All we can hope for his sake is that there was a mistake and he did nothing wrong. It's amazing to think that something as small and petty like that could influence a party or its direction (by the replacement with another with different views and public performance). I'd hate to see this being used to push the Lib Dems even further into the shadow of the Tories in a time that the party needs to be distinguishing itself more than ever instead.
Andrew said…
Well, his career isn't as yet finished. If he's innocent there will surely be a way back for him.

We can not "assume" the accusations to be true. But I'm sure we'll find out in a few weeks. As I've said myself, if he's guilty then there is absolutely no place for him in government. As you rightly point out, the lies and dishonesty would undermine any political future he might have. I'd expect him to stand down as an MP at the next election too if that's the case.

But I don't think he should resign now. It's only a matter of a few weeks until we'll have a verdict. Surely he could have continued until then? He's managed well with the pressure of suspicion to date - so why not for a little longer?

Of course this is bigger than the penalty points but when it's all coiled down it's about how Chris responded to what was a trivial matter. True, if he's guilty and his career is ruined it will be because of his dishonesty and selfishness.
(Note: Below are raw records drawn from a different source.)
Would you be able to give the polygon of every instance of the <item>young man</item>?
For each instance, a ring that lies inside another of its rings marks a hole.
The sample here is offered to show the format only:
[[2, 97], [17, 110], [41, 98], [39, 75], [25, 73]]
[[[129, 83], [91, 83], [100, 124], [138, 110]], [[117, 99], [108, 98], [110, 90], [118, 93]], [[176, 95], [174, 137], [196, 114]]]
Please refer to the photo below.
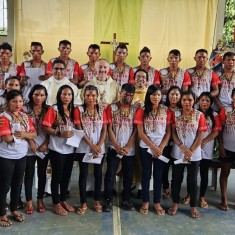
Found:
[[163, 102], [165, 102], [166, 94], [171, 86], [178, 86], [182, 91], [185, 91], [191, 85], [189, 73], [179, 68], [181, 61], [180, 51], [177, 49], [171, 50], [168, 54], [167, 61], [169, 67], [159, 71]]
[[223, 69], [217, 72], [220, 78], [220, 93], [215, 97], [217, 110], [231, 105], [232, 90], [235, 88], [235, 53], [226, 52], [223, 56]]
[[44, 53], [42, 44], [40, 42], [31, 42], [29, 52], [32, 55], [32, 60], [24, 61], [20, 70], [20, 82], [23, 86], [22, 92], [25, 100], [28, 99], [28, 94], [34, 85], [47, 79], [45, 75], [47, 64], [42, 60]]
[[211, 95], [216, 97], [219, 94], [220, 80], [214, 71], [206, 67], [206, 62], [208, 61], [207, 50], [197, 50], [194, 60], [196, 61], [196, 66], [187, 69], [192, 83], [190, 89], [193, 91], [196, 98], [199, 97], [203, 91], [211, 92]]
[[88, 47], [87, 55], [89, 61], [80, 67], [78, 86], [83, 88], [95, 76], [95, 62], [100, 57], [100, 47], [97, 44], [91, 44]]
[[46, 81], [41, 82], [41, 85], [45, 86], [48, 92], [47, 104], [52, 106], [56, 103], [56, 95], [59, 88], [63, 85], [69, 85], [74, 92], [74, 104], [81, 104], [79, 90], [76, 85], [69, 81], [66, 77], [65, 62], [61, 59], [55, 59], [52, 64], [53, 76]]
[[131, 185], [134, 174], [136, 127], [134, 117], [136, 107], [131, 105], [135, 87], [132, 84], [123, 84], [120, 100], [107, 108], [109, 120], [109, 148], [107, 153], [107, 171], [104, 179], [105, 211], [112, 210], [113, 184], [119, 163], [123, 169], [122, 206], [126, 210], [133, 210], [131, 202]]
[[[86, 84], [94, 85], [98, 88], [99, 105], [107, 107], [109, 104], [117, 101], [119, 94], [119, 85], [110, 76], [109, 63], [105, 59], [98, 59], [95, 63], [96, 77]], [[86, 87], [85, 86], [85, 87]], [[84, 89], [83, 89], [84, 90]], [[81, 98], [83, 99], [84, 91], [82, 90]]]
[[149, 65], [149, 62], [152, 59], [149, 48], [144, 47], [140, 51], [140, 55], [138, 58], [140, 60], [140, 65], [133, 68], [133, 71], [136, 72], [138, 69], [144, 69], [148, 73], [148, 82], [146, 83], [146, 87], [152, 84], [160, 84], [158, 70]]
[[52, 64], [55, 59], [61, 59], [65, 62], [66, 68], [66, 77], [74, 84], [78, 83], [79, 80], [79, 64], [77, 61], [69, 58], [69, 54], [72, 51], [71, 42], [68, 40], [62, 40], [59, 42], [58, 51], [60, 52], [59, 57], [51, 59], [47, 64], [47, 72], [48, 77], [52, 75]]
[[148, 73], [144, 69], [138, 69], [134, 75], [135, 96], [132, 103], [137, 107], [144, 106], [145, 95], [147, 92], [146, 84], [148, 83]]
[[7, 42], [0, 45], [0, 95], [4, 93], [4, 81], [11, 76], [19, 76], [20, 66], [11, 62], [12, 46]]
[[125, 59], [128, 55], [127, 46], [120, 44], [115, 50], [116, 60], [109, 65], [111, 70], [111, 77], [121, 87], [124, 83], [134, 83], [134, 71], [125, 63]]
But it will also be down to his stupidity in allowing such an ordinary matter to overtake him in this way.

There's no question that the party needs to be doing more to distinguish itself from our Conservative partners - and Chris more than any other minister was able to articulate a distinctive voice. Now we've lost that voice we face an additional challenge in retaining our seperate identity (as far as the public are concerned).

Let's hope he's innocent of the charges. I want to think the best of him. I want his obvious talent to be working in the heart of government to fight for liberal values. However, if he's lied then he'll deserve to be discredited, his political aspirations permanently ruined.